Just a side note to that too – I know some of you have said that Noodle was lying about her or she was cheating on him. Well I can confirm that Noodle didn’t lie about their sex life before or after their affair. I have no idea if she had an affair, but I had actually questioned that myself – why else would someone be so paranoid… However, I have seen a few women that have been cheated on & become a crazy sexy sexual being after her partner cheats. I believe that it’s because they think that he cheated on her because of the sex. The women (& men) who are cheated on are told the lies that it was just sex so they try to change their ways to keep their partner happy. What they don’t realise, that if it was just sex, the guy would probably be fucking a new person every week, I mean it’s less risky because the random sex encounter rather than a ongoing affair with the same woman. Clearly when a man cheats just with one woman for a year, it is more than just sex…
I expect never to hear from Crows again being that he’s married with very little kids too – I mean he says he’s separated & living in separate rooms, however I am not sure how much I believe that story to be really honest. Plus I just had verbal diarrhoea about my now ex (or whatever the fuck Noodle was/is). FUCK. I can’t believe that I did that… Am I ever going to be ok with another man ever again? I mean I am trying so hard right not to get over Noodle. I have fucked Dom today & his house & now I have fucked another married man on the same damn day! I mean I am not sure I believe Crows story of being separated, but at this point, I don’t even care! I am literally an empty shell, barely functioning.
I’m surprised when Crows messages me again & offers up his chat app user name for me to chat to him on there – which is a bit easier. He says he recognises my profile straight away & remembers being in a banter group with Noodle & I. He said he felt awkward trying to talk to me because Noodle always jumped on any guy that attempted to talk to me. (OMG, others noticed it too!) FUCK me, it makes me miss Noodle even more.
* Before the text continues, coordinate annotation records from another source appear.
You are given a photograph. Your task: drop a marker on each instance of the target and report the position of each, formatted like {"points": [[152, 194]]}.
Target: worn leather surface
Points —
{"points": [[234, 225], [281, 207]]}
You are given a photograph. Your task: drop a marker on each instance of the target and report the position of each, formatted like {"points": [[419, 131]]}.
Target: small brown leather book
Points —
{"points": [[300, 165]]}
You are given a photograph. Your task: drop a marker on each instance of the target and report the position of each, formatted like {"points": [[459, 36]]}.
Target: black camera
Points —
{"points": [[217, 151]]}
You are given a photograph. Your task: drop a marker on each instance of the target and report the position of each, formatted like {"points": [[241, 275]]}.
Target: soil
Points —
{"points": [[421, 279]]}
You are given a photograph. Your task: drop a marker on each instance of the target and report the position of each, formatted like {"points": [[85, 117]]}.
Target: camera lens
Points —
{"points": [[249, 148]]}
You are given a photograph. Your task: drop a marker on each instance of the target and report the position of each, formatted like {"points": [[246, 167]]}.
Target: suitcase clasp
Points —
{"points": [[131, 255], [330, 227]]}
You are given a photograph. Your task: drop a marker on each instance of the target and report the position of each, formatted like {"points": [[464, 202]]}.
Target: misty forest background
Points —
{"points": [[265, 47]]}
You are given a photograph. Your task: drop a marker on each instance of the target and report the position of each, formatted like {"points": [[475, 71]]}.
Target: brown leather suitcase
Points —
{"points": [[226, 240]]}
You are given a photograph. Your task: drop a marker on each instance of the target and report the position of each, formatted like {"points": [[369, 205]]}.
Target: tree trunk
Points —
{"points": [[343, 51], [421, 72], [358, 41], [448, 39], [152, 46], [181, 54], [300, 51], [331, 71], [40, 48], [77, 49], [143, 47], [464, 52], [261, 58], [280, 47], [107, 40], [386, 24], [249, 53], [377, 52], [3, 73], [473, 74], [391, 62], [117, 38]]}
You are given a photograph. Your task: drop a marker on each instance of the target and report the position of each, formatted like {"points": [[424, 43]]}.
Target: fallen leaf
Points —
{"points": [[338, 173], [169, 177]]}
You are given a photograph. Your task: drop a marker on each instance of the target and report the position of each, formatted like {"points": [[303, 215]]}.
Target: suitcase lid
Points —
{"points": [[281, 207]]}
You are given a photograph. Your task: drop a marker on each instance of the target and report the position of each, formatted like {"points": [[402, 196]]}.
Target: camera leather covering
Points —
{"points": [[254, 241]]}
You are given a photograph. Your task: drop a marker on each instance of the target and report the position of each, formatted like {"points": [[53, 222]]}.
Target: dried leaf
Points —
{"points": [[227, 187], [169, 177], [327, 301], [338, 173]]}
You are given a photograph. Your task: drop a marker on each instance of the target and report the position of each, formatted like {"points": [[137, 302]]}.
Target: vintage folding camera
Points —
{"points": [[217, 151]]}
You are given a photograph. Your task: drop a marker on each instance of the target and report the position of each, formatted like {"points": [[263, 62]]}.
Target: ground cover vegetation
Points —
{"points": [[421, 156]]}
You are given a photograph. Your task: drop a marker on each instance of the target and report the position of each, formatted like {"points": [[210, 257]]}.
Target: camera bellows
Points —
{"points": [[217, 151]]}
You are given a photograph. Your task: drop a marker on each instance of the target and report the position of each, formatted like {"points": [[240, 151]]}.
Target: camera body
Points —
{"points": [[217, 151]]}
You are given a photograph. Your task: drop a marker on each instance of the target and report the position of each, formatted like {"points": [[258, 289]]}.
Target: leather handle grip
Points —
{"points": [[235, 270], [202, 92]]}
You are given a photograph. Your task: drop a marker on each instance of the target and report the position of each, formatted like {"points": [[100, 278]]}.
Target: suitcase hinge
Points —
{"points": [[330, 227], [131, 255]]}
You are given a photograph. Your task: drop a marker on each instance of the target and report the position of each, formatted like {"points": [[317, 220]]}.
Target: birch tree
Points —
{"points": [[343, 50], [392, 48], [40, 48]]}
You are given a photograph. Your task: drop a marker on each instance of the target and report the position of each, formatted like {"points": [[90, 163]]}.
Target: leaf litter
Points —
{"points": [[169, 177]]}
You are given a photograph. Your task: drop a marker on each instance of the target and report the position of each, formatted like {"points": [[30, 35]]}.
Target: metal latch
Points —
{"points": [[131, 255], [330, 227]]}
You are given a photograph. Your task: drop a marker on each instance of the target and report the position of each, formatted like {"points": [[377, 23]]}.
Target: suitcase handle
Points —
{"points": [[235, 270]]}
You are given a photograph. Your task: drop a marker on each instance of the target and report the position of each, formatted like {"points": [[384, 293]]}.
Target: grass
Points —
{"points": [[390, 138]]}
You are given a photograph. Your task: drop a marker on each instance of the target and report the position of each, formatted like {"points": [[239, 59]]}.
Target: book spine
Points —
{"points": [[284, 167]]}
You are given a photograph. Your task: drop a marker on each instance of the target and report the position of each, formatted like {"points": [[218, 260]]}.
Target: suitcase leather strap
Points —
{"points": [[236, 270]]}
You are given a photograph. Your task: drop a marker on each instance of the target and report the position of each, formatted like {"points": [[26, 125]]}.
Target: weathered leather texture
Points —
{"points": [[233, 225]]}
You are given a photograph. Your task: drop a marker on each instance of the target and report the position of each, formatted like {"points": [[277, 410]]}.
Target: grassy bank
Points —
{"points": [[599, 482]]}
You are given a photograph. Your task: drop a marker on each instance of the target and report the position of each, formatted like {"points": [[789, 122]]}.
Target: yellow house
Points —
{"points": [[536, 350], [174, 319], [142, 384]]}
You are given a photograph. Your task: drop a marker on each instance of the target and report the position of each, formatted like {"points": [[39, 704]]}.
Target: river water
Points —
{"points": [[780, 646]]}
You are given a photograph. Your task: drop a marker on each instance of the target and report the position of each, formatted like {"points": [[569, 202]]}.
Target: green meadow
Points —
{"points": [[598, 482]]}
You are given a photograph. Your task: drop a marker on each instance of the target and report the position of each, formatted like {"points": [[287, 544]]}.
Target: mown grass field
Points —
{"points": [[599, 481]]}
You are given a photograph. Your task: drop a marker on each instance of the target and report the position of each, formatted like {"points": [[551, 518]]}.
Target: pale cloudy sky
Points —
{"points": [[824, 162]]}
I chat to Crows almost daily but we don’t catch up again for over a month. I think that his story of being separated is total bullshit or I scared him off with my stupid verbal diarrhoea. Probably the latter. But also because a lot of stuff happens that you’ll find out in some other blogs. Stay tuned! Hahaha.
He says he has to work early & then look after the kids so he could come to my house at 5:30 am. I tell him that I will leave the door unlocked but will get back into bed… Why do I let men do this? This is only like the second time I will have ever met this man & I’m getting up to unlock the door then waiting in bed for them!? Fuck. I’m so dumb sometimes. However we have amazing sex & while it’s good while I’m with him, I can’t help but think about Noodle once Crows is gone…
When will I ever stop thinking about Noodle after I fuck other guys?